3. Evidence of UC extending proximal to the rectum (≥15 cm of involved colon).

4. Inadequate response with, loss of response to, or intolerance to corticosteroids,
immunomodulators, or Tumor Necrosis Factor-alpha (TNF-α) antagonists

Exclusion Criteria:

1. Evidence of abdominal abscess or toxic megacolon at the initial Screening Visit.

2. Extensive colonic resection, subtotal or total colectomy.

3. Ileostomy, colostomy, or known fixed symptomatic stenosis of the intestine.

4. Prior exposure to investigational or approved non-biologic therapies (eg,
cyclosporine, tacrolimus, thalidomide, methotrexate or tofacitinib) for the treatment
of underlying disease within 30 days or 5 half-lives of screening (whichever is
longer).

5. Prior exposure to any investigational or approved biologic or biosimilar agent within
60 days or 5 half-lives of screening (whichever is longer).

6. Prior exposure to vedolizumab

7. Surgical intervention for UC required at any time during the study.

8. History or evidence of adenomatous colonic polyps that have not been removed or has a
history or evidence of colonic mucosal dysplasia.

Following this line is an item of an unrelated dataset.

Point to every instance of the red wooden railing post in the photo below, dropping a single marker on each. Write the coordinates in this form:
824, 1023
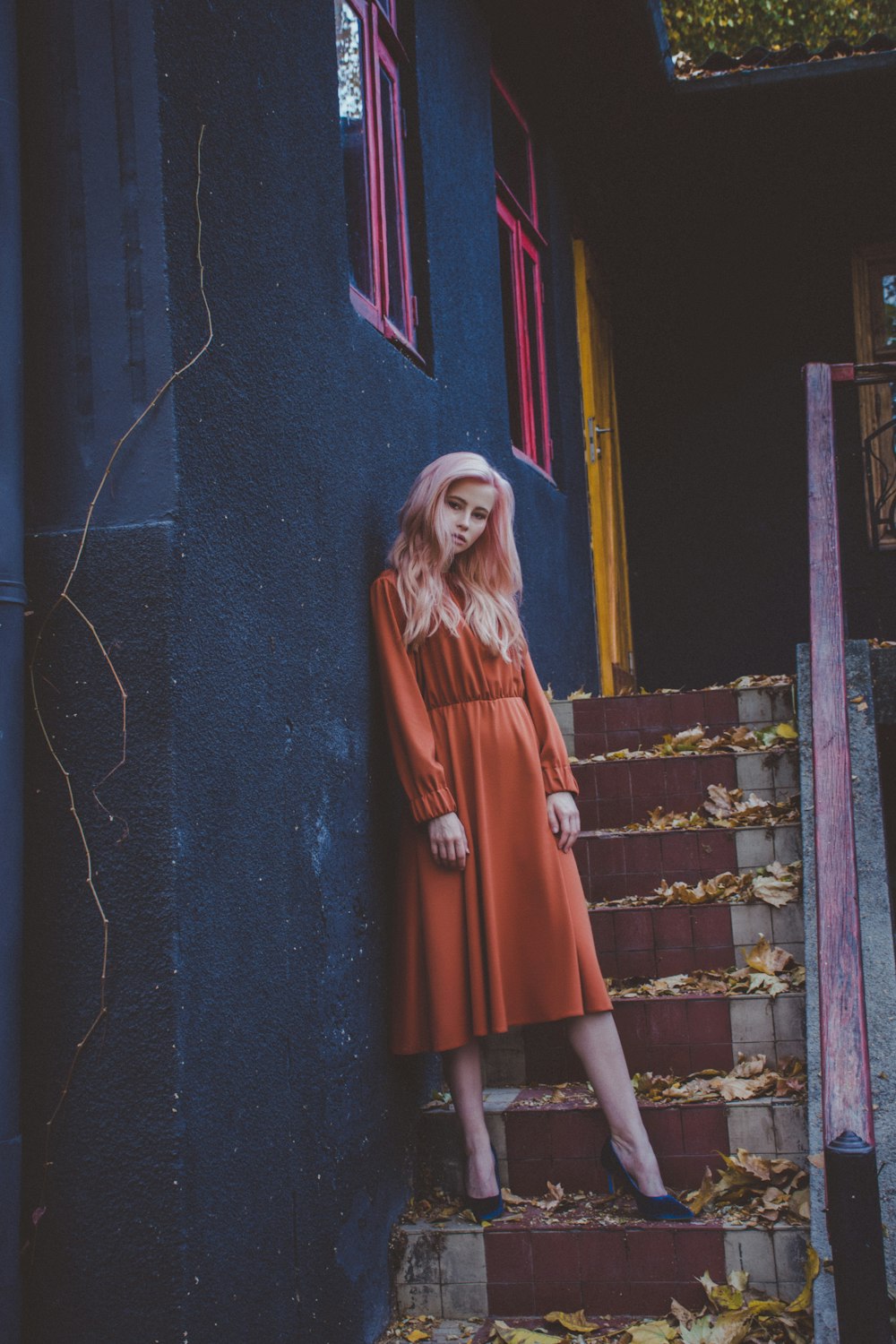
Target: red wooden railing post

9. Suspected or confirmed diagnosis of Crohn's entercolitis, indeterminate colitis,
ischaemic colitis, radiation colitis, diverticular disease associated with colitis, or
microscopic colitis.

10. Active infections

11. Chronic hepatitis B virus (HBV) infection or chronic hepatitis C virus (HCV)
infection, HIV or tuberculosis (active or latent), identified congenital or acquired
immunodeficiency. HBV immune participants (ie, being hepatitis B surface antigen
[HBsAg] negative and hepatitis B antibody positive) may, however, be included.

12. History of any major neurological disorders, including stroke, multiple sclerosis,
brain tumor, demyelinating or neurodegenerative disease.